Investors ignore US company fundamentals at their peril

Investors without exposure to US equities are ignoring company profitability fundamentals, and risk missing what could possibly become only the third sustained period of rising annualised returns from the S&P 500 since the 1930s, said Grant Bowers, vice president and portfolio manager at the Franklin Equity group.

Earnings and cashflow positions of individual companies continue to improve, along with a steadily improving business environment in the US and other markets where those companies operate. This in turn means that the challenge to investors increasingly is whether to push for higher dividends or re-investments for higher future returns, rather than consider whether companies will survive the ongoing macroeconomic environment, Bowers said.

However, because of the current risk-off attitude by investors towards equities in gerneral, the prices of US equity is low compared to historical price/earnings and other multiples. But Bowers expects that to change significantly in the coming 24-36 months assuming signs of a firm resolution to Europe’s sovereign debt crisis.

The challenge to investors considering US equity is to alter their way of thinking; from chasing the return patterns of the past decade, towards recognising the fundamentals now in place.

“Current valuations suggest equities have fallen out of favor as an asset class.
But if you look forward I think there’s a once-in-a-decade opportunity to acquire the asset,” Bowers said.

Prior to 2011, the last two times that annualised returns from the S&P 500 troughed were in the 1970s and the 1930s, data suggests.

Global growth will help: Bowers estimates 45% of returns from the index are ex-US and that constituents tend to be leveraged to global growth.

Add in other data suggesting bond to equity pricing relationship is reaching levels not seen since the 1970s, then it also suggests investors may start to reconsider their approach to the asset class.

The key driver of S&P returns going forward is likely to be globalisation, Bowers said. This will benefit many markets where US companies operate, while the companies themselves become more efficient through technology advances.

Meanwhile, the market requires further assurance that the worst case scenario – ie, 2008 – is not being repeated. 2008 as a year for investors was a surprise, which is why it caused such problems, Bowers said. Markets may be edging closer to pricing in a Greek exit from the euro and the calamity that would ensue – such as the need to reprice financial services contracts – but if that does not happen then 2008 is unlikely to be repeated.

While uncertainty around contracts is a problem, Greece itself is not: in terms of its relative size to Europe, it is the equivalent of Maryland to the wider United States. If that State went bankrupt, the US could easily handle it, Bowers said.

And even if Europe should fall into deeper recession, this is not necessarily going to significantly impact many US companies, where sales to the region only make up single digit percentages of their overall global sales.

And us growth of just 2-3% will be enough to sustain recovery in that market, Bowers suggests. Apart from the last month, jobless figures had been falling for eight straight months, even as home ownership affordability has hit all time highs.
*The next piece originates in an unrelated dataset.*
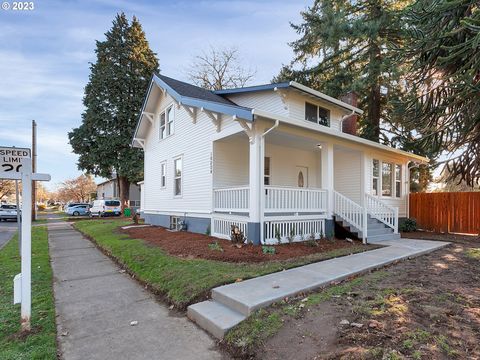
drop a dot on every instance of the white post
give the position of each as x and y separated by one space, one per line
255 183
26 262
328 175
The decision of what to do with the benefits obtained from this environment from US companies – such as their large and growing cash piles – is what Bowers and other investors have to increasingly consider, he said.
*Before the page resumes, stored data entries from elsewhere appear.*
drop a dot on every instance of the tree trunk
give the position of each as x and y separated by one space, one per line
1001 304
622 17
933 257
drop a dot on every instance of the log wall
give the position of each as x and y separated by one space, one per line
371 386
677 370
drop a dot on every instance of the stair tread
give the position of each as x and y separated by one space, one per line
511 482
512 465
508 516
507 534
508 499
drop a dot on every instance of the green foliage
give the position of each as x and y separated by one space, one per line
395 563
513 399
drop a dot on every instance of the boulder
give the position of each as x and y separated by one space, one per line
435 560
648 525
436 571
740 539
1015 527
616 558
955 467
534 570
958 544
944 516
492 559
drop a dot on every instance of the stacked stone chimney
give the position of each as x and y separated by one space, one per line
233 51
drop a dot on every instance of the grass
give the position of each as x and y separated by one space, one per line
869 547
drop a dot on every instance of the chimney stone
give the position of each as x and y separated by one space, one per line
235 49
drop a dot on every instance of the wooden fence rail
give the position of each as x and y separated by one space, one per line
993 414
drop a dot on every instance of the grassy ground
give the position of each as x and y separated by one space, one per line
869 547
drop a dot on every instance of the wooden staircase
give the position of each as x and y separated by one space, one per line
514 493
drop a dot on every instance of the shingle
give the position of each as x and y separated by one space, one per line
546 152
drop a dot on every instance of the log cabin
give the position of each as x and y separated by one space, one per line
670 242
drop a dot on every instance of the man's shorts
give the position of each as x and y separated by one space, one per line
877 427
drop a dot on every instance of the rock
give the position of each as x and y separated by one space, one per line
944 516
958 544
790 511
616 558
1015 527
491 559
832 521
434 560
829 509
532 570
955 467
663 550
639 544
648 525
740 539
He sees three ways that the cash may be used: M&A, investments in capital plant to boost efficiency, and lastly buy backs and dividends.

As an investor he said he prefers dividends. That said, should the reinvestment point to attractive future returns, he would support this.

“Businesses need to be investing for the future,” he said.

Apple is a good example: it has more cash than it requires for its business, and there is little that would make sense for it to acquire by way of a defensive move against disruptive and competing technology.

Bowers said he supports the company’s move to pay a dividend, and he expects this to grow, pointing to dividends accounting for a growing share of total return.

In sectors such as Industrials, the key to growth in investor returns is cheap energy. The prevalence of cheap natural gas is affecting the input costs for manufacturing of “pretty much everything consumers buy,” Bowers said.

He pointed to a US price of $2 per therm against a European average of about $8 per therm. One US company is dismantling its Chile methanol factory and moving it to the US to take advantage – one of many examples why he feels that manufacturing will have an advantage in coming decades.

This may not play out as an immediate trend, but over time it could, for example, increase the number of manufacturing jobs in the country, further benefiting the economy.

However, currently Bowers is focused on other sectors, including being overweight in Technology, with names such as Apple, Qualcomm and Citrix in the top 10 holdings of his Franklin US Opportunities portfolio.